E Giner-Ventura, MC Recio, JL Ríos, RM Giner-Pons. University of Valencia, Pharmacology 46100, Spain

Introduction. Ulcerative colitis and Crohn’s disease, considered to be the major inflammatory bowel diseases (IBD), are characterized by episodes of acute inflammation followed by periods of disease remission. Over time, the chronic inflammation of the colon increases the risk of developing colorectal cancer. In previous studies, we have demonstrated the protective effect of oleuropein, the predominant secoiridoid in leaves and fruits of the olive tree (Olea europaea L.), in an acute dextran sulphate sodium (DSS)-induced model of colitis in mice. The compound prevents cytokine formation, NO generation, iNOS, and MMP-9 and COX-2 expression through the inhibition of NF-κB p65 translocation to the nucleus (Giner et al., 2011). In the present study, our objective is to examine the beneficial effects of this compound on a chronic murine model of DSS-induced colitis.

Experimental approach. Female C57BL/6 mice were randomized (7-10 animals in each group) to receive four cycles of DSS (1% DSS during the first and the second cycle followed by 2% DSS during the third and fourth cycle). Each cycle consisted of 7 days of DSS in drinking water followed by 7 days of water without DSS. The mice were fed a control diet or a diet supplemented with 0.25% oleuropein throughout the experiment. The animals were sacrificed by cervical dislocation on day 56 and their colons were removed and submitted for macroscopic examinations. The disease activity index score (DAI) was analyzed taking weight loss, stool blood, and rectal bleeding into consideration. Several pro-inflammatory mediators were measured with the aid of biochemical assays, PCR and Western blot analysis. Statistical significance was determined by analysis of variance (ANOVA) and Dunnet’t test.

Key results and discussion. Oleuropein was found to significantly reduce the colonic weight/length ratio (an index of colonic oedema associated with the inflammatory response) by 20% (p<0.05) with respect to the DSS group. The extent and severity of injury to the colon, as indicated by the DAI score, was ameliorated by the secoiridoid (1.00 ± 0.13 for the DSS group vs. 0.47 ± 0.08 (p<0.01) for the oleuropein group). It also reduced the expression of the pro-inflammatory enzymes COX-2 and iNOS by 68% (p<0.01) and 58% (p<0.01), respectively, and inhibited the p38 phosphorylation by 50% (p<0.01) in the colon tissue.
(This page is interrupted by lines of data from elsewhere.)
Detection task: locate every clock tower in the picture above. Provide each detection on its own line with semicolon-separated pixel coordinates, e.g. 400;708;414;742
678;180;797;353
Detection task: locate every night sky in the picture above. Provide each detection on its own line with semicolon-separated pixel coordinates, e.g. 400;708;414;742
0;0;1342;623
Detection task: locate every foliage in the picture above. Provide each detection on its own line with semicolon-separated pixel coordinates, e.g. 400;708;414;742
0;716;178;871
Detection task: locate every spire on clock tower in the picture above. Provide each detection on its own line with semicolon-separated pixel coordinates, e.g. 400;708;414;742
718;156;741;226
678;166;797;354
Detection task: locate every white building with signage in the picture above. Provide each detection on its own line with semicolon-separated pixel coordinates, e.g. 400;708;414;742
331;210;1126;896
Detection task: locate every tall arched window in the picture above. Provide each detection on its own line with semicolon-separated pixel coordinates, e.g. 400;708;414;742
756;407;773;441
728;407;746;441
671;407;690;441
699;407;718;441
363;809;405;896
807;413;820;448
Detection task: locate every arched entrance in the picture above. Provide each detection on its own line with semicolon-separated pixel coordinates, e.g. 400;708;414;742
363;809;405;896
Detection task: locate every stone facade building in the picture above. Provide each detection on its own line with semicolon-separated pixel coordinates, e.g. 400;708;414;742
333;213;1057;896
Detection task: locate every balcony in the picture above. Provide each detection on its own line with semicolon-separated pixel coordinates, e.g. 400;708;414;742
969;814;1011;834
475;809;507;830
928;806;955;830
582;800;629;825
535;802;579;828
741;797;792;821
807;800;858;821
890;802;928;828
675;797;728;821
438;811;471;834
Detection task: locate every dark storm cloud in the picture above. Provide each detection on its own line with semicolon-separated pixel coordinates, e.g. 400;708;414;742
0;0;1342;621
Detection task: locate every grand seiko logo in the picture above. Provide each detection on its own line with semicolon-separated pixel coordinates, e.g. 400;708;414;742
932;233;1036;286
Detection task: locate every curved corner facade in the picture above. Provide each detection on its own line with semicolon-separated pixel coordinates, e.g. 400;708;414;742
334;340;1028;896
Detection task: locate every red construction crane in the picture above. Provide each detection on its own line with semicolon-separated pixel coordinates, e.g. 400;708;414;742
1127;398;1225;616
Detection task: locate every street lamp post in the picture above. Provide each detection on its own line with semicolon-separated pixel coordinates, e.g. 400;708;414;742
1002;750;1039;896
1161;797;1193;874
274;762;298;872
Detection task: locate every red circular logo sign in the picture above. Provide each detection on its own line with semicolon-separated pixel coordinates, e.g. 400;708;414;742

In this report, we show for the first time that oleuropein is active on a chronic DSS-induced model. Several studies have shown that this compound has several antitumor effects in mice (Hamdi & Castellon, 2005); moreover, its aglycone form was shown to exert antiproliferative effects in Caco-2 cells, perhaps mediated, in part by the inhibition of phosphorylation p38 MAPK and CREB (Corona et al., 2007). Oleuropein may thus be a potential protective agent against chronic IBD.

Acknowledgement. We thank the Spanish Government, MICIIN (SAF 2009-13059-C03-01). E.Giner is the recipient of a fellowship from the VLC Campus Universitat de Valencia (V Segles).

References. Corona et al. Biochem Bio Res Commun 2007; 362:606-611. Giner et al. J Agr Food Chem. 2011; 59:12882-12892. Hamdi & Castellon. Biochem Biophys Res Commun 2005;334:769-778.